“Mais quand s’arrête-t-on d’écrire ?” telle est la grande question qui taraudait Colette, et constitue la source de chacun de ses écrits. Comme si l’écriture était une pulsion pour elle, la raison de sa vie et sa raison de vivre.
L’écrivaine née en 1873 et morte en 1954 s’est distinguée de ses contemporains par son style épuré, toutefois caractérisé par la finesse des mots choisis. Aussi par la force de ses romans, souvent en faveur des femmes, plus particulièrement de leur droit à une sexualité pleinement libérée.

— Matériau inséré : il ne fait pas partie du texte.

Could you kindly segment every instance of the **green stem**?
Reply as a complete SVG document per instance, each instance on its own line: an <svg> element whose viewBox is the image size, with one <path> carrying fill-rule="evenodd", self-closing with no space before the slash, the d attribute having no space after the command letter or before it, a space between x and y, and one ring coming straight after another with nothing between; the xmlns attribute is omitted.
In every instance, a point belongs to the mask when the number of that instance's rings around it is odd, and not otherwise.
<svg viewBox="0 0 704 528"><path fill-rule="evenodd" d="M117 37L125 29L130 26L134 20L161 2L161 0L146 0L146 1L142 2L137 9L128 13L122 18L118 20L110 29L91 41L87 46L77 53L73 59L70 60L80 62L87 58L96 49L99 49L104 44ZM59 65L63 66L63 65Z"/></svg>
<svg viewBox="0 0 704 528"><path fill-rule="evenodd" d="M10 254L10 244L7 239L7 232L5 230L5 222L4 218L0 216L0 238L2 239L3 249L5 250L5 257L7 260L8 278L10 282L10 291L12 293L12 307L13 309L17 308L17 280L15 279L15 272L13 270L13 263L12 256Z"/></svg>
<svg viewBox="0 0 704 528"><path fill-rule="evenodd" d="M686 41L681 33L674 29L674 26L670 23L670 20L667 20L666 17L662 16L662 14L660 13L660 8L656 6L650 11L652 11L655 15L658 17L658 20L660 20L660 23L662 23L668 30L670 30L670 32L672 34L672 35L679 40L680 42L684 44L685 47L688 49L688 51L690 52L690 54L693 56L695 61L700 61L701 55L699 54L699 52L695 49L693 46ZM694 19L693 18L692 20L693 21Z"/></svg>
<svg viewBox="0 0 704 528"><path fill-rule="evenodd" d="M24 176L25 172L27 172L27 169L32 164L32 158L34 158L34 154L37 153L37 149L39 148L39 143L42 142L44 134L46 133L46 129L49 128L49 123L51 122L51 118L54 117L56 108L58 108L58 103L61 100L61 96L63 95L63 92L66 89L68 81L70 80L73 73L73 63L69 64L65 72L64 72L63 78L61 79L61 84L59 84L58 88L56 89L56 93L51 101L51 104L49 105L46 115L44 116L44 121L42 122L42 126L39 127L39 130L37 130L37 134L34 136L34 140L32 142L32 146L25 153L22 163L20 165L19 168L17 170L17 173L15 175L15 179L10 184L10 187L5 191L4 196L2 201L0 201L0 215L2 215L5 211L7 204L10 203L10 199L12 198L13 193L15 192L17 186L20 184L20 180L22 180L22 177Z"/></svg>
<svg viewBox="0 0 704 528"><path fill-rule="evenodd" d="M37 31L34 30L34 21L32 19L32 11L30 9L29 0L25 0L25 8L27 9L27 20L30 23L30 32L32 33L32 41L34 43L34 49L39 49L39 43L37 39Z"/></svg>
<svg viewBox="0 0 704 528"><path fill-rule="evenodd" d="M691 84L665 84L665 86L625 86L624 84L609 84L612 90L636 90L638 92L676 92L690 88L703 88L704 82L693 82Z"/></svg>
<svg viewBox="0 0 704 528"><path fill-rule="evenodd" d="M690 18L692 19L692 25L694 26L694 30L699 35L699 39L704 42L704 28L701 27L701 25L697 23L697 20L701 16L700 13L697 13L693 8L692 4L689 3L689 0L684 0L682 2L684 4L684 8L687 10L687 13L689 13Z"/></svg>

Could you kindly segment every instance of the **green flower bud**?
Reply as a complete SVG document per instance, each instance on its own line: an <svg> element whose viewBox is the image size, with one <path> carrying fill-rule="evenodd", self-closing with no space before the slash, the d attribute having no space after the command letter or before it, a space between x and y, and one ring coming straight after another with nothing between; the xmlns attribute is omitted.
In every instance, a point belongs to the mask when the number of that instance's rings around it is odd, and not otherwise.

C’est ainsi que la pièce Colette, l’incorrigible besoin d’écrire, nous invite à comprendre les processus d’écriture de la célèbre écrivaine française, comment traduisait-elle en mots ses pensées, et surtout quelles ont été ses plus grandes inspirations ?
Colette écrivait des autofictions, ses romans étaient inspirés de sa vie, de son enfance et de son entourage.
En ignorant volontairement la vie sulfureuse et libérée de Colette, la comédienne et metteuse en scène Nathalie Prokhoris nous mène à la rencontre de la personnalité originale de la romancière, de sa vocation pour l’écriture à l’influence de son enfance sur cette dernière.
Si la comédienne a tenu à rendre hommage aux écrits de l’écrivaine c’est parce qu’elle évoque cette dernière ainsi : « Colette est et reste étonnamment contemporaine, et c’est cette parole-là, prise dans le mouvement même de la vie, avec ce qu’elle contient d’insaisissable, que j’ai souhaité donner à entendre. »
Le spectateur est alors guidé par cette douce voix jusqu’à entrer dans l’antre de Colette, assise seule par terre, dans une pièce pauvre en meuble mais dont la chaleur et l’inspiration sont symbolisées par une unique lampe. Des papiers jonchent le sol, Colette les relis puis les déchire devant ses spectateurs. Un désordre se dessine, tant dans l’esprit de l’écrivaine qui peine à trouver le meilleur mot, que sur ce tapis où elle se tient en tailleur, où les pages sont des brouillons apparemment chaotiques.
On assiste alors, dans la justesse du jeu de Nathalie Prokhoris et grâce aux lignes des écrits de Colette, à l’émulsion créative de cette dernière ou la naissance de ses romans. La metteuse en scène qui est aussi l’unique comédienne a réuni pour cette pièce plusieurs textes de Colette comme la Maison de Claudine, le Képi ou encore l’Entrave.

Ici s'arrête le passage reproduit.